Background: Tumor Necrosis Factor (TNF) is a significant cytokine produced by activated monocytes/macrophages that exhibit selective cytotoxicity against various tumor cells. It has attracted attention as a potential antitumor agent through the regulation of cell proliferation, differentiation, and apoptosis.
Need: Chemotherapeutic agents lack target specificity while TNF specifically attacks malignant cells through the Tumor Necrosis Factor Receptor (TNFR). TNF showed severe side effects in phase I & phase II clinical trials which restrict its dosage to such an extent that no persistent anti-cancer effect has been seen. Thus, TNF has a limited role in treating human cancer unless its side effects are minimized. Formerly, no researcher has designed molecules targeting TNFR. In order to design novel chemical entities, active binding site of the receptor must be known.
Objective: The study aimed to predict the active binding site of TNFR1 using molecular modeling approach and further designing of novel peptides targeting TNFR1.

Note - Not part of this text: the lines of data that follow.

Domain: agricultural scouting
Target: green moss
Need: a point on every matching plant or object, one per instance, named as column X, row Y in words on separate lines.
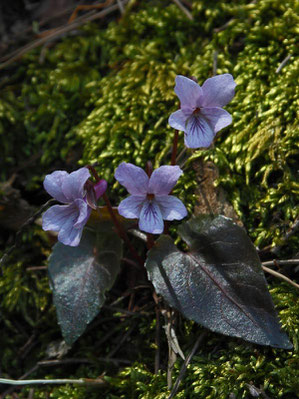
column 105, row 96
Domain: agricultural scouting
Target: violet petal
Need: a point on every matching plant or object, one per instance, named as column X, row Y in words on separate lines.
column 73, row 184
column 171, row 207
column 218, row 90
column 199, row 133
column 189, row 92
column 100, row 187
column 164, row 179
column 133, row 178
column 53, row 185
column 177, row 120
column 150, row 219
column 58, row 215
column 84, row 212
column 218, row 118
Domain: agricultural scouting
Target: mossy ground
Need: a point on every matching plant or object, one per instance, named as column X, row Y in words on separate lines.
column 104, row 95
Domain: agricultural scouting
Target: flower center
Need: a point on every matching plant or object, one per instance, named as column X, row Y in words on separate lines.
column 150, row 197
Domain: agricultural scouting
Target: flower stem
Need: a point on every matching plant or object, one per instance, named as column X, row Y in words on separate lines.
column 120, row 231
column 150, row 240
column 174, row 147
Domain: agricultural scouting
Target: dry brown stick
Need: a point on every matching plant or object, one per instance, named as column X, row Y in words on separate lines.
column 157, row 341
column 286, row 262
column 123, row 339
column 44, row 34
column 58, row 33
column 185, row 364
column 281, row 276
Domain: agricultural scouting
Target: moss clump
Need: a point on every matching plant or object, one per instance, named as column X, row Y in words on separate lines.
column 110, row 92
column 105, row 96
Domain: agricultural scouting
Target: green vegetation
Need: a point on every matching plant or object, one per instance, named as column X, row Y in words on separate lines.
column 104, row 95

Method: Various in silico studies were performed to predict and validate the active binding site of TNFR1.
Results: The present in silico study of TNF β-TNFR1 complex predicts the active binding site of TNFR1 and the same was validated. Drug repurposing approach was used to define the need for designing anticancer molecules targeting TNFR1. Novel peptides were designed that target the active binding site of TNFR1. This study may open up the new avenues towards the designing of novel potential anticancer molecules targeting TNFR1.
Conclusion: This study has implications in the rational designing of novel chemical entities that target and modulate TNFR.